En este momento una de las metas prioritarias es poder contar con un espacio físico “donde podamos ofrecer no sólo esa hora de la clase con algún profe, sino más cosas, talleres en oficios”. En ese marco consiguieren la donación de un terreno y realizaron gestiones con el municipio capitalino y Vivienda de la Provincia, de quienes consiguieron el compromiso para poder empezar la construcción, para lo cual la congregación también contribuirá con recursos económicos, “como estamos en distintos lados del mundo, tenemos un fondo de solidaridad, con lo que nos ayudaron con dinero”, señaló la hermana “Leo”.

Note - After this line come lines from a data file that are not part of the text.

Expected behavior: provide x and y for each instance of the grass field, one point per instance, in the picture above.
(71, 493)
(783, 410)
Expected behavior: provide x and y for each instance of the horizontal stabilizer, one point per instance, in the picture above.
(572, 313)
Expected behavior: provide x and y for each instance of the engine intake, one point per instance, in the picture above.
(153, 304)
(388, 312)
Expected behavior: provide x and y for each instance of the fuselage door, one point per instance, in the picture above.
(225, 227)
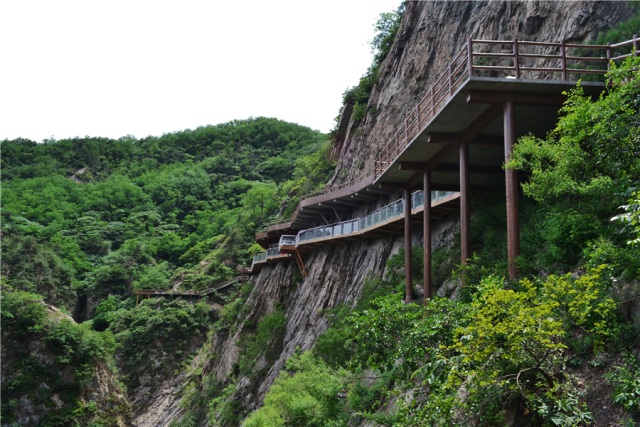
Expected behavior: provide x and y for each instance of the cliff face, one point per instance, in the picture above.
(431, 33)
(49, 388)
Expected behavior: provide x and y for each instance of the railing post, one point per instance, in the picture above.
(563, 53)
(470, 57)
(516, 58)
(433, 100)
(406, 132)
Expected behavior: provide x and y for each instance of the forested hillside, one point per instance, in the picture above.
(91, 217)
(558, 347)
(86, 221)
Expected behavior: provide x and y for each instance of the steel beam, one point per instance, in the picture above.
(427, 235)
(478, 125)
(511, 176)
(522, 98)
(407, 244)
(451, 168)
(465, 215)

“Estamos rezando para que comience la construcción, el terreno ya está. Esto nos posibilitará hacer algo por estos chicos, que como ellos mismos se dicen están `limados´ por la adicción.
Algunos buscan ayuda, otros no. Nosotras no les hablamos directamente desde dejar el consumo, sino de mostrarle desde otro lado, mostrarles confi anza, que cuentan con otro que te puede dar una mano”, indicó la religiosa. “Hacerlos sentir queridos, escuchados”, concluyó la hermana Mela.